Le roi fut averti de cette résolution par les espions qu'il avait dans l'armée ennemie. Il ne négligea aucune des précautions que la prudence peut suggérer; et, dès le milieu de la nuit, toutes ses troupes se trouvèrent sous les armes, entre les tentes et la barrière. Elles étaient partagées en différens corps, la plupart d'infanterie: presque tous les chevaux ayant été tués dans le dernier combat, il n'en restait guère que pour les chefs.
Le comte d'Anjou avait la droite au bord du Nil; à côté de lui étaient Guy et Baudouin d'Ybelin, deux frères, avec les troupes de la Palestine et de la Syrie, et Gaucher de Châtillon avec les siennes. Ces deux corps étaient les plus complets, les mieux montés et les mieux armés, parce que celui de Gaucher de Châtillon avait moins souffert à la bataille, et que les troupes de la Palestine étaient demeurées, durant le combat, dans l'ancien camp, au-delà du Nil. A côté de Châtillon était Guillaume de Sonnac, grand-maître des Templiers, avec le peu qui lui était resté de chevaliers de la défaite de Massoure; et, comme ce corps était très-faible, il avait devant lui les machines qu'on avait prises sur les Sarrasins, pour s'en servir dans le combat.

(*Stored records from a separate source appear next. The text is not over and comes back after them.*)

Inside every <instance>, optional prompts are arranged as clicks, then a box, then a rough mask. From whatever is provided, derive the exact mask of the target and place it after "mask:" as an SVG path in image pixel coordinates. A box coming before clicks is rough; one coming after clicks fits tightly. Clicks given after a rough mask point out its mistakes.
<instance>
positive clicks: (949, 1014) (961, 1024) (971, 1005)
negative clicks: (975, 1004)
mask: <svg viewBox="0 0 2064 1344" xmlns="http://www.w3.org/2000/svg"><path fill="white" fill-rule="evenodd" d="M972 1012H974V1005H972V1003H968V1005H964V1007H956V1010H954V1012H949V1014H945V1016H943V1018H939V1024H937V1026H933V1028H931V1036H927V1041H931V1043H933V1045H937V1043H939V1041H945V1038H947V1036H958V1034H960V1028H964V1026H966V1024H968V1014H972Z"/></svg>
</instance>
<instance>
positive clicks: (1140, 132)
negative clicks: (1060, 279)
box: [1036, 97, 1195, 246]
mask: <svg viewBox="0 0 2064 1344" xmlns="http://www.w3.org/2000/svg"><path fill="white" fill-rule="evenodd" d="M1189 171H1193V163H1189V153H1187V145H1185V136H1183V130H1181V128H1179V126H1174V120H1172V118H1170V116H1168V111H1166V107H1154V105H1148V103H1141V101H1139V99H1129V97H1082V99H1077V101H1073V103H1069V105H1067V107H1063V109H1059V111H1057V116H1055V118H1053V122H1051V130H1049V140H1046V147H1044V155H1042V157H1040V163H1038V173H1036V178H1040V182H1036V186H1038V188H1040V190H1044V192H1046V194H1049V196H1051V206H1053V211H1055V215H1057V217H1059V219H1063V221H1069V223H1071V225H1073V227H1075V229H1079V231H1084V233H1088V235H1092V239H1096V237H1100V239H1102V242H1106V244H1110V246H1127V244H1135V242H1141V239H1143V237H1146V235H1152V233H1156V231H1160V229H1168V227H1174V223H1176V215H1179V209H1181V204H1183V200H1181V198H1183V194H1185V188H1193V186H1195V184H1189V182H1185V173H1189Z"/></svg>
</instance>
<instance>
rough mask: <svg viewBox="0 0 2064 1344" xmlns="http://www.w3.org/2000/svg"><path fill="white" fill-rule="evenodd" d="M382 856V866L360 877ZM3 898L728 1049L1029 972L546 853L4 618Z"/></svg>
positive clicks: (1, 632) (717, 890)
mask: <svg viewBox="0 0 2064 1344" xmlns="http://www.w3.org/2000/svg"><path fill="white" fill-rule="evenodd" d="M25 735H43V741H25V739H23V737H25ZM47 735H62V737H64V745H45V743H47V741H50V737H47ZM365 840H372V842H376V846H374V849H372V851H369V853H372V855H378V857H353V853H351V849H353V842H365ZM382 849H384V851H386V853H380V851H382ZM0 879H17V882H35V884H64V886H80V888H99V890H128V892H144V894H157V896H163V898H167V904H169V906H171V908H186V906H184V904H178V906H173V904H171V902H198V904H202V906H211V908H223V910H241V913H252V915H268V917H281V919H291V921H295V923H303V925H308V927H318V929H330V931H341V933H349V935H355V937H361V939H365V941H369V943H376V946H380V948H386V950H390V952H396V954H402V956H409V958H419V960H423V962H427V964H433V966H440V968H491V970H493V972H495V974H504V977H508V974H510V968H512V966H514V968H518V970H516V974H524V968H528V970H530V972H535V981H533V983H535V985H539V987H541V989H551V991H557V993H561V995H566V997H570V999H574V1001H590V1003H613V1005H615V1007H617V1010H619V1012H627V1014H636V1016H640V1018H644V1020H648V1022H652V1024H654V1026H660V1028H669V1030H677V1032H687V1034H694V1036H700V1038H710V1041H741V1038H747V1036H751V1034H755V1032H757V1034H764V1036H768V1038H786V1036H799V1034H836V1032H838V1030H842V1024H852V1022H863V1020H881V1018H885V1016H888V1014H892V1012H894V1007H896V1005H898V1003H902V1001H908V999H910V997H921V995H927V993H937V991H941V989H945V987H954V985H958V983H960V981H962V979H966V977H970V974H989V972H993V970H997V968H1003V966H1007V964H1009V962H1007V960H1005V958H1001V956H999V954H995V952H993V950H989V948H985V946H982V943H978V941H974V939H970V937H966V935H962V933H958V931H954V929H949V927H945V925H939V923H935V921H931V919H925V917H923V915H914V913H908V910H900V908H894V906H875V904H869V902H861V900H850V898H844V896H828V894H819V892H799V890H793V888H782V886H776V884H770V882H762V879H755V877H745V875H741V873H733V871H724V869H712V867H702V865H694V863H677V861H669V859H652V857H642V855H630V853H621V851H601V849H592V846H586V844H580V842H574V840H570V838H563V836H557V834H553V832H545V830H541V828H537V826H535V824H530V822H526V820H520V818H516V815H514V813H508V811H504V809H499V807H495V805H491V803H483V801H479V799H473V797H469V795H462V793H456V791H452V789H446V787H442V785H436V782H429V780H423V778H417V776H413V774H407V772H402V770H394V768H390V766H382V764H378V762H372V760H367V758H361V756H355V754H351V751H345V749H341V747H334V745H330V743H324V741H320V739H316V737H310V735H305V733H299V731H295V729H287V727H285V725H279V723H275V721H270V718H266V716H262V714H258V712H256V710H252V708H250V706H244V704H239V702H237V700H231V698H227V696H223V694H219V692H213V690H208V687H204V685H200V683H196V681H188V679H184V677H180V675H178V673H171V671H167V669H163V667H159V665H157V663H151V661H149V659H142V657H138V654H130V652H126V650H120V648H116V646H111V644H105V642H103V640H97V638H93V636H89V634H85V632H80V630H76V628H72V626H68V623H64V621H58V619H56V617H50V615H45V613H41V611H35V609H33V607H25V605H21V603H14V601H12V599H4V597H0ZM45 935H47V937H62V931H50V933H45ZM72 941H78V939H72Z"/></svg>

A la gauche des Templiers, était Guy de Mauvoisin, seigneur de Rosny, avec le comte de Flandre, jusqu'au bras occidental du Nil. Cette brigade était au dedans de la barrière du camp, et couvrait celle de Joinville, parce que la plupart de ceux qui la composaient ne pouvaient, à cause des blessures qu'ils avaient reçues à la dernière bataille, se charger de leurs armures.